At what point did it stop being alright to call someone your boyfriend or girlfriend? It seems that once certain people hit a certain age, somewhere around the mid-30s by my reckoning, they think it's childish to use those terms and instead revert to the far more clinical 'partner'.
It's not that I don't understand the reasoning behind the reluctance to use 'boyfriend' or 'girlfriend' once you are a certain number of years or failed marriages into life. I'm sure there is a section of society that thinks 'boyfriend' and 'girlfriend' is the reserve of teenagers and 'partner' is for middle-aged divorcees.

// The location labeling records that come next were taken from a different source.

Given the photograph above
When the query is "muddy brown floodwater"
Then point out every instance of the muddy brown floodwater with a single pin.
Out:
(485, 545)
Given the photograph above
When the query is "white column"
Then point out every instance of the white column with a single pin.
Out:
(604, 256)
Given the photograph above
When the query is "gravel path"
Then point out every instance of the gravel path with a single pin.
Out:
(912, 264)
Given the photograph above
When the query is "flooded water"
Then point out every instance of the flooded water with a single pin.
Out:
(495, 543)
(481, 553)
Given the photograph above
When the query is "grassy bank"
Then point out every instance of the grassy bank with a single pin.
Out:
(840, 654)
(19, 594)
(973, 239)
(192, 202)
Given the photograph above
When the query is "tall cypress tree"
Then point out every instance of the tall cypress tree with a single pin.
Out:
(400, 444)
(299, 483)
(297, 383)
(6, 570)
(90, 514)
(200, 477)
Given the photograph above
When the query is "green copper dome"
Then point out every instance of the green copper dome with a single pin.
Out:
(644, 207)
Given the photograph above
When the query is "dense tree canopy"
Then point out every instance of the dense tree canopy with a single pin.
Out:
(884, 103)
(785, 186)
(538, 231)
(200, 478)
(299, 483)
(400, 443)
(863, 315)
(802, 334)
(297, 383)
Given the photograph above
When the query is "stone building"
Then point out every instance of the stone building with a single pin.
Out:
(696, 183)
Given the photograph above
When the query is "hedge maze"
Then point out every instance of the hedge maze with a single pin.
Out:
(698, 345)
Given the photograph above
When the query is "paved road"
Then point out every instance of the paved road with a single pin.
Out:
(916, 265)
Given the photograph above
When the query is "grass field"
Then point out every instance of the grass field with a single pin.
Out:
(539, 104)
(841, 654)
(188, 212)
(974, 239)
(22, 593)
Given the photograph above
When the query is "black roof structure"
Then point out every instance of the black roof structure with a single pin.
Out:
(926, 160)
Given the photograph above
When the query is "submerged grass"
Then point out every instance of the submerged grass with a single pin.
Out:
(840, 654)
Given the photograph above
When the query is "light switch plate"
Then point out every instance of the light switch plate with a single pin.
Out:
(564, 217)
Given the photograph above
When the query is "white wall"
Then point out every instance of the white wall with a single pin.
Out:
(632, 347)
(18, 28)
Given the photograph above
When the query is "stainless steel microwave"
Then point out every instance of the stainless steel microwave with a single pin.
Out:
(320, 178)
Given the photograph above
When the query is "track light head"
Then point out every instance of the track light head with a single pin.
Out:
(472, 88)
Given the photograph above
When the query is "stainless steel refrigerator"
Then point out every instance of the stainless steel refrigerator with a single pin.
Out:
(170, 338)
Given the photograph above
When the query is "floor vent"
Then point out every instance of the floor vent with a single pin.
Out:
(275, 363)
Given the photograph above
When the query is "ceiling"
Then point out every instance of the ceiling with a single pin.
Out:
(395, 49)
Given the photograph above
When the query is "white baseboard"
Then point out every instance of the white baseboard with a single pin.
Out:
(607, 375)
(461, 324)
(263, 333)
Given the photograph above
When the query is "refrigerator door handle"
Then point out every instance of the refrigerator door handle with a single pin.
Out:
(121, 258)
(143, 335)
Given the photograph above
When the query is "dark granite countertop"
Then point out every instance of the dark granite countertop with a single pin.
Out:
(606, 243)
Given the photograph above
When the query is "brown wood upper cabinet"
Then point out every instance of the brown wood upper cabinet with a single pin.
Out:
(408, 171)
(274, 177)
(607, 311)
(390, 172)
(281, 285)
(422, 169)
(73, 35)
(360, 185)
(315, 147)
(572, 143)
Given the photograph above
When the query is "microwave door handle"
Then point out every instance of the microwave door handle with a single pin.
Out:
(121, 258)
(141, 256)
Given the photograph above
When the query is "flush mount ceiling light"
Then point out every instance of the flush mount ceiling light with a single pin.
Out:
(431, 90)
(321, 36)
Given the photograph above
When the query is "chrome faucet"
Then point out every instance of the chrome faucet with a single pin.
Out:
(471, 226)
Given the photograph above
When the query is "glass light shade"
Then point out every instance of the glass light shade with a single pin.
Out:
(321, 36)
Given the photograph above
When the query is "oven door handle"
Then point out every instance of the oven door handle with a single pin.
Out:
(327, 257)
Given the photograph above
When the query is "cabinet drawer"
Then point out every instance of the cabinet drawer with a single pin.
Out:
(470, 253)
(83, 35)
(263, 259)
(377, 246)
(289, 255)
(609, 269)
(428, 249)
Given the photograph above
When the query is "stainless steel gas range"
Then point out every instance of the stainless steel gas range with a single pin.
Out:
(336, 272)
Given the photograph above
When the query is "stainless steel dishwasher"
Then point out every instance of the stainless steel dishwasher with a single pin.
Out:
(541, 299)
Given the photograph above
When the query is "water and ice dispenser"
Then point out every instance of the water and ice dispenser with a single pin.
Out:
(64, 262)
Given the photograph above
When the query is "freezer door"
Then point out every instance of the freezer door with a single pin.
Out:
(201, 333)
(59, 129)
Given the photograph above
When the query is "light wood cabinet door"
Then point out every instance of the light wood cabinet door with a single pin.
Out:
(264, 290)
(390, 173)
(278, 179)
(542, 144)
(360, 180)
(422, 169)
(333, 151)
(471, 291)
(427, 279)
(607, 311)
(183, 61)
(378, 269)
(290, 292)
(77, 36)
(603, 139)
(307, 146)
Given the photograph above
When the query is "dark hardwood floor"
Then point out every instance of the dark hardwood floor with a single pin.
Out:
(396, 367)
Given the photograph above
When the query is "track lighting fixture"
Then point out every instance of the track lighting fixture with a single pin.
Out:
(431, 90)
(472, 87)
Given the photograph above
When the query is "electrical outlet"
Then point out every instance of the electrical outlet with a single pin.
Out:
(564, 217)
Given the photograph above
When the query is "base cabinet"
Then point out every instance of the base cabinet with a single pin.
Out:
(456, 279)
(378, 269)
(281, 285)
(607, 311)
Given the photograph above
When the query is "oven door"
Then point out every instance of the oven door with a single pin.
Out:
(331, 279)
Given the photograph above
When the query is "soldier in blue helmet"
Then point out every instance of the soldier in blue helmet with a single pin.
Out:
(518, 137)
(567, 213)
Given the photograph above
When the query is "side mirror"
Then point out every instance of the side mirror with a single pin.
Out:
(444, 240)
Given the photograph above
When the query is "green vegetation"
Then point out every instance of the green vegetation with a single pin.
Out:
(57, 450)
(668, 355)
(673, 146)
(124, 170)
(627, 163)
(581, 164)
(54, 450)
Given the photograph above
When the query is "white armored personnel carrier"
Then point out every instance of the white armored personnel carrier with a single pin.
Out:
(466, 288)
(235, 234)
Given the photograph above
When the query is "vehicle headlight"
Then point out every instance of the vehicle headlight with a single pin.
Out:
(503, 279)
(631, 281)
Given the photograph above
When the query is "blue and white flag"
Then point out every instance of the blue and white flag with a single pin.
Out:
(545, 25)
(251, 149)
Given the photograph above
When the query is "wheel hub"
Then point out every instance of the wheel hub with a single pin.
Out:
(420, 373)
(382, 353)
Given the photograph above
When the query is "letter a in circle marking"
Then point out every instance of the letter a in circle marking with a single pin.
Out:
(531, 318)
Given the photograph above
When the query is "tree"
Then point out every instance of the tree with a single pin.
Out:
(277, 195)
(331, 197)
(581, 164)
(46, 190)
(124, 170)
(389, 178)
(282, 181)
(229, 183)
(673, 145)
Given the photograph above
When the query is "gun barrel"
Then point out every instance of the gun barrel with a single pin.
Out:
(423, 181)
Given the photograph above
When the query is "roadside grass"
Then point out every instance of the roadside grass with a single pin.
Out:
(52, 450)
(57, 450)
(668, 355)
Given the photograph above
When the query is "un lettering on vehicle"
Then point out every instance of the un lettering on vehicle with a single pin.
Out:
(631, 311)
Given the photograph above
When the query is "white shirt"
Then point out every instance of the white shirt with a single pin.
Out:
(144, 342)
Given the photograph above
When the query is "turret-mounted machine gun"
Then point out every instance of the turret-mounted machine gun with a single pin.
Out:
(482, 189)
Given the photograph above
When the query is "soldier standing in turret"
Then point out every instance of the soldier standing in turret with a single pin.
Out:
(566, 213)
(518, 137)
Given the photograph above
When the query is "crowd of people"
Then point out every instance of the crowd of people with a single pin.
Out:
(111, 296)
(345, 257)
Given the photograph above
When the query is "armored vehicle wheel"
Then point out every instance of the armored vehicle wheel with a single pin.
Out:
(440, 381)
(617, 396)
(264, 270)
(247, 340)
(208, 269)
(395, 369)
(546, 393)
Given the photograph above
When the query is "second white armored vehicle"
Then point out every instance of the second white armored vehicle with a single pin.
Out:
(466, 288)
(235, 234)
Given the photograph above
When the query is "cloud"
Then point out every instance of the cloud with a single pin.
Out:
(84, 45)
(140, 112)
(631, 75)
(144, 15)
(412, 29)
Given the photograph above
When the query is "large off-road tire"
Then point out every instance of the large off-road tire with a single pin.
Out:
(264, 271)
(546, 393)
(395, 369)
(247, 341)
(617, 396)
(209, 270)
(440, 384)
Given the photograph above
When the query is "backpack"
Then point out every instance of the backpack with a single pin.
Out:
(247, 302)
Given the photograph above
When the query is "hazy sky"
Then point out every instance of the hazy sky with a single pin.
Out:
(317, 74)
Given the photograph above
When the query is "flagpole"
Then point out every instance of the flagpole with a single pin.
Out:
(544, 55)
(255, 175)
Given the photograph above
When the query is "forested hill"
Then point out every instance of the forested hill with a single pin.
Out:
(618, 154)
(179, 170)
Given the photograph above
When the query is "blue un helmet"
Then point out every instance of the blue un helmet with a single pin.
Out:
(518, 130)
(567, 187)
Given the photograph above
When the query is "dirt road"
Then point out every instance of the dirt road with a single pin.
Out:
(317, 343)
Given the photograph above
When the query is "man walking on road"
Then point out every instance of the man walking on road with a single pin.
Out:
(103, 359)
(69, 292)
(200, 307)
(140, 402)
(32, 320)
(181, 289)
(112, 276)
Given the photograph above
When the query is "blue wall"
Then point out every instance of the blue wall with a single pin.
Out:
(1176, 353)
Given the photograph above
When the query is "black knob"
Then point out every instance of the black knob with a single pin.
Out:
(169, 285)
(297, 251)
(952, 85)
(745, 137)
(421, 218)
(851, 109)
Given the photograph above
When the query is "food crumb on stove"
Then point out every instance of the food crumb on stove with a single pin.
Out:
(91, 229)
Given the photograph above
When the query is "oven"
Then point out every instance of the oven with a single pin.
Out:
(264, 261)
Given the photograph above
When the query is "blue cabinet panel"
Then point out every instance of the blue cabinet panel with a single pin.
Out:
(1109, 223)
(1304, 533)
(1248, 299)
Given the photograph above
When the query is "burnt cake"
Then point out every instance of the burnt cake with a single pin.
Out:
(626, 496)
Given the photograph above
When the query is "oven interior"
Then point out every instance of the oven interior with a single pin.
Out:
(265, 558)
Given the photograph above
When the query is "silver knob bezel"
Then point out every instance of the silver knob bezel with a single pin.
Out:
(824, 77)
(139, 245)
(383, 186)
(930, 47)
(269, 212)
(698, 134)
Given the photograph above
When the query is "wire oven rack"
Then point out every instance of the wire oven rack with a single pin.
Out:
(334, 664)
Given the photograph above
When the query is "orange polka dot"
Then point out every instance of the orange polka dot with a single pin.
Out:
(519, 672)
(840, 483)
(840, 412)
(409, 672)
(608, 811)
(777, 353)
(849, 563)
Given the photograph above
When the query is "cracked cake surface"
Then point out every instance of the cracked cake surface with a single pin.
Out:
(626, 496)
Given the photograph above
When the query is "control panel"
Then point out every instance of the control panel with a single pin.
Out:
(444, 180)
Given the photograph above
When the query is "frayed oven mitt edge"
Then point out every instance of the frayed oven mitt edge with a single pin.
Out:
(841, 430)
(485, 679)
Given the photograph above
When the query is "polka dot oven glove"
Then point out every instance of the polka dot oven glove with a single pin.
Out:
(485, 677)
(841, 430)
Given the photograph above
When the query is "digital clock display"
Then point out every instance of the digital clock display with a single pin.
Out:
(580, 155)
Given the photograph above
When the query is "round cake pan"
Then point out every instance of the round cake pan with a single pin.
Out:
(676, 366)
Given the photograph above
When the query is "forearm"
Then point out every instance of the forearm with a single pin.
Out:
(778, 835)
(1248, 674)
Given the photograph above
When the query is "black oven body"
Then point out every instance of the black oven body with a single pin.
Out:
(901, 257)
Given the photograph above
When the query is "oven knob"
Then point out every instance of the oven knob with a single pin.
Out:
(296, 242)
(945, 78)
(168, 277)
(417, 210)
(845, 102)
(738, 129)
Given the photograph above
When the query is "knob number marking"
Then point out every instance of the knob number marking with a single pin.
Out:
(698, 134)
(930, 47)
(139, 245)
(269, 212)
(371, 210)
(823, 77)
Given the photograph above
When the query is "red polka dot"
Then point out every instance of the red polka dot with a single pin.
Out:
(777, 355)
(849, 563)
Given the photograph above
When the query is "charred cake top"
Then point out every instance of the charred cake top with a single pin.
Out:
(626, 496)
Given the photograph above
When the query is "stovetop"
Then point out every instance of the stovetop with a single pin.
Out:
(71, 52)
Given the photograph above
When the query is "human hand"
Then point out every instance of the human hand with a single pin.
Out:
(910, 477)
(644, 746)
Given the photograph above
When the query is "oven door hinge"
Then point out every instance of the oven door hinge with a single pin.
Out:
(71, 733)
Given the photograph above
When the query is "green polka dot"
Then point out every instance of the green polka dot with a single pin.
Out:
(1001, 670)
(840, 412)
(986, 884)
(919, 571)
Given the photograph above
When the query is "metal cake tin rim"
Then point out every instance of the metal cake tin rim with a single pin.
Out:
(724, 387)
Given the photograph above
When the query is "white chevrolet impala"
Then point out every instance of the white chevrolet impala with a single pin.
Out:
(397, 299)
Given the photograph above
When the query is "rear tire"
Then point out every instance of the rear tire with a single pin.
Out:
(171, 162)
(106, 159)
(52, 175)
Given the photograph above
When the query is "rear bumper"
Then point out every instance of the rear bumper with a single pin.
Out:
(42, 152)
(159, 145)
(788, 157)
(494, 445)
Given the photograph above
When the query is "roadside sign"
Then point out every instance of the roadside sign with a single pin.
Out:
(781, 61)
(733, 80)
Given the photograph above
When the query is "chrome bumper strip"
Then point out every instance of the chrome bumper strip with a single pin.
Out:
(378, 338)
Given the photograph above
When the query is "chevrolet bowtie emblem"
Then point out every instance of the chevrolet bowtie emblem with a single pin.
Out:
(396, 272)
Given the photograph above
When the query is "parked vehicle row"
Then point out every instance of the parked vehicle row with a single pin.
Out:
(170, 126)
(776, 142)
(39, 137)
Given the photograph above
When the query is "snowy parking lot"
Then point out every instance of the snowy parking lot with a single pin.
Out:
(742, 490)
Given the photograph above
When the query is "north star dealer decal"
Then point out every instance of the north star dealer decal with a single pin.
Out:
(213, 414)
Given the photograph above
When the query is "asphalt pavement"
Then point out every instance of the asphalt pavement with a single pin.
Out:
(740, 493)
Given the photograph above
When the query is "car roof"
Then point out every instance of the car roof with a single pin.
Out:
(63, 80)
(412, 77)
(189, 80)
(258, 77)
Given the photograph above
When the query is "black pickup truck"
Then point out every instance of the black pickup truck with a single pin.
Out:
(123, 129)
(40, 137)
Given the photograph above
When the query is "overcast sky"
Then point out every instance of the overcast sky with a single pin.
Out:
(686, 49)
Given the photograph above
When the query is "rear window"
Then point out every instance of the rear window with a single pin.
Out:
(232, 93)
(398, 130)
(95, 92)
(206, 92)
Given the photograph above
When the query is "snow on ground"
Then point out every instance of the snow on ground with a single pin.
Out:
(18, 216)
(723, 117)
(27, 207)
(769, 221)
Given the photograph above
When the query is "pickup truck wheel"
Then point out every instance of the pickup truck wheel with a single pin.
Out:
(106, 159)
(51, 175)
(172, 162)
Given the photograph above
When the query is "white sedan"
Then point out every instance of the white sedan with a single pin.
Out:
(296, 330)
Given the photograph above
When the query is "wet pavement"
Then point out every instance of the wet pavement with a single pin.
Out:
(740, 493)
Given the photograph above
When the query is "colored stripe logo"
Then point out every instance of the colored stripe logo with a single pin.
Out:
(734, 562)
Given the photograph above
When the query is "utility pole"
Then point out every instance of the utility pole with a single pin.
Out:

What I don't understand is why the latter demographic are so afraid to use youthful terms to describe their 'partner'. Chances are this is the one aspect of their life in which it's still appropriate to use teenager terminology because as one grows older, and every element of their life becomes dominated by reason, a romantic relationship is the one constant that continues to defy logic.
It's my experience that a girlfriend can excite, inspire, frustrate, infuriate and delight in ways that nothing else can once you're out of childhood. I can't speak for having a boyfriend but my lady reliably informs me that I can at the very least frustrate and infuriate to beat the band.
A relationship, by it's very nature, is illogical in that it requires us to go against our most primal urges by being monogamous. But therein lies the beauty of the whole logic-free situation, it doesn't really make sense to shack up with one other individual, especially these days when the chances are greater than ever that it will end in acrimony.
Yet all over the globe people of all ages continue to pursue these wondrously illogical relationships, displaying the kind of abandon normally reserved for teenagers. Surely then when labeling the other participant in this foolhardy arrangement they should stick with the lighter, more youthful names, rather than a term as sanitized and safe as 'partner'.